O parecer do Ministério Público é de praxe nesses tipos de caso, onde o Boletim de Ocorrência vira Queixa Crime. O Processo Criminal não teve seguimento pois o juiz nomeado acatou a solicitação de arquivamento, mas Inara garante que não vai desistir. “É uma luta de todas as mulheres. É revoltante em pleno século XXI as mulheres passarem por isso e o agressor sair impune. Não é porque ninguém nunca presenciou que não aconteceu, não é porque não há hierarquia que não é crime. Qual o limite que a lei quer dar? Estupro? Morte? Agressão? Tem que chegar nesse ponto para ser crime? Não podemos aceitar”.
Legislação
Essas investidas indesejadas são tipificadas como crime pela Constituição. Em geral, enquadram-se como importunação ofensiva ao pudor. Esses casos se referem ao assédio verbal, ou seja, cantadas e ameaças, e os autores são multados em casos de condenação.
Caracteriza-se como assédio verbal (artigo 61, da Lei das Contravenções Penais n. 3.688/1941), quando alguém diz coisas desagradáveis ou invasivas (como podem ser consideradas as famosas “cantadas”) ou faz ameaças. Apesar de ser considerado um crime-anão, ou seja, com potencial ofensivo baixo, também é considerado forma de agressão e deve ser coibido e denunciado.
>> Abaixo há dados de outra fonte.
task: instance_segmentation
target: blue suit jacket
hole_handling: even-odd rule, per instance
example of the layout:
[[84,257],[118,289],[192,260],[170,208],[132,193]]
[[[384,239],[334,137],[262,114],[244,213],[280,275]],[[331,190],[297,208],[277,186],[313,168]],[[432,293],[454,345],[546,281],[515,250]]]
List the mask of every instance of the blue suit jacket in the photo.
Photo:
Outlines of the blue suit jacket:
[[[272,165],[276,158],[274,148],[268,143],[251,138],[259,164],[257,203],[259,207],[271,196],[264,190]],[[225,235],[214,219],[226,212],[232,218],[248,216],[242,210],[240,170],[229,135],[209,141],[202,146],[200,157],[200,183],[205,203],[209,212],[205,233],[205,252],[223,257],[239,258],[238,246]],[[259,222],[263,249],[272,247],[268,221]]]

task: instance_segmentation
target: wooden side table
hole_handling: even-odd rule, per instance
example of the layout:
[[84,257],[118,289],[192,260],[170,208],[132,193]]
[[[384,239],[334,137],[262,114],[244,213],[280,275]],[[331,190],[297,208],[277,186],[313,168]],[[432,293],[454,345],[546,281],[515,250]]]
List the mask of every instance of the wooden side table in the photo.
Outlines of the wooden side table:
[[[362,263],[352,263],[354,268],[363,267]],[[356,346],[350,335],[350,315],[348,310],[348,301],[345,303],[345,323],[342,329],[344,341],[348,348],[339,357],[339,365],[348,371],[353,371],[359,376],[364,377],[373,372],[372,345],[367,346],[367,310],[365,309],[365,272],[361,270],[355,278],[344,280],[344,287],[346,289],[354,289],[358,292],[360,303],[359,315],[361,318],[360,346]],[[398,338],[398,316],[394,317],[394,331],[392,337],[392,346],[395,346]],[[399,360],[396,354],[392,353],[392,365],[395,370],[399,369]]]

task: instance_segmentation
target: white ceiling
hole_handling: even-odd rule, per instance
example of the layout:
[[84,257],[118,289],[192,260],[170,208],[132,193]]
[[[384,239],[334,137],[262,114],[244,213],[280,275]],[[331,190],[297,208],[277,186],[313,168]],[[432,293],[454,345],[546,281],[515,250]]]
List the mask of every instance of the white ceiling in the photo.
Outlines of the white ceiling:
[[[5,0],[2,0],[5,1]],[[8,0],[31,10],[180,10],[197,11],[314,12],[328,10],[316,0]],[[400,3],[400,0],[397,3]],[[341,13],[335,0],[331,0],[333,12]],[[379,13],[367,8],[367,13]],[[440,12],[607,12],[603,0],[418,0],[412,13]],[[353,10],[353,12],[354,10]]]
Infelizmente a lei brasileira, o crime, quando chamado deassédio só se aplica quando existe uma relação hierárquica, como nas escolas e no trabalho, e quando o constrangimento é reiterado. Portanto, ele não abarca o assédio horizontal, quando os dois estão no mesmo nível, no mesmo cargo profissional, e quando o assédio é eventual. Em outros países, isso é contemplado.
“Realmente é muito triste ver a justiça pedir arquivamento ao invés de usar a lei para evitar que esse tipo de coisa continue acontecendo. Precisamos contar com os nossos juízes, promotores, e representantes da lei para defender as mulheres e não colocar os agressores em posição de contrangidos”, diz Inara.
O governo federal disponibiliza o número 180 (Central de Atendimento à Mulher) para mulheres denunciarem os casos de assédio. Mas em locais públicos ou privados, as vítimas dessas situações podem e devem buscar ajuda de um policial ou segurança do local. Em situações mais complexas, como quando ocorre durante uma consulta, por exemplo, onde não há testemunhas, a vítima deve fazer a denúncia em uma delegacia e abrir um boletim de ocorrência para dar seguimento a essa denúncia.
A vítima ainda disse que espera que as mulheres não percam a coragem, não se sintam desamparadas e sempre denunciem. Acrescenta ainda que anseia pela participação de mais figuras femininas em cargos importantes, tanto políticos como públicos. “Precisamos de mais força e representatividade. Não é feminismo. As mulheres precisam participar mais para que a gente consiga mudar este e outros tipos de comportamentos machistas.”
Ao finalizar, Inara explica ainda que sente muito em ter que expor esta situação desta forma, quase um ano depois de fazer o Boletim de Ocorrência, mas achou necessário e importante. “Eu, com a posição que ocupo no meio de comunicação de Guaíra, tenho o dever de alertar para este tipo de absurdo. Li na postagem que fiz na rede social várias moças dizendo que suas queixas e boletins de ocorrência não prosperaram e isso é revoltante. Não quero expor nomes, mas sim a situação. Nossos defensores legais precisam olhar com mais cuidado para o que as mulheres passam. Se eu tive receio de denunciar, imagina uma pessoa com menos informação? Vejo muita gente descrente da justiça e não tiro a razão, pois é lamentável passar por situações assim e ainda ler a insinuação que é uma desavença pessoal”, encerra.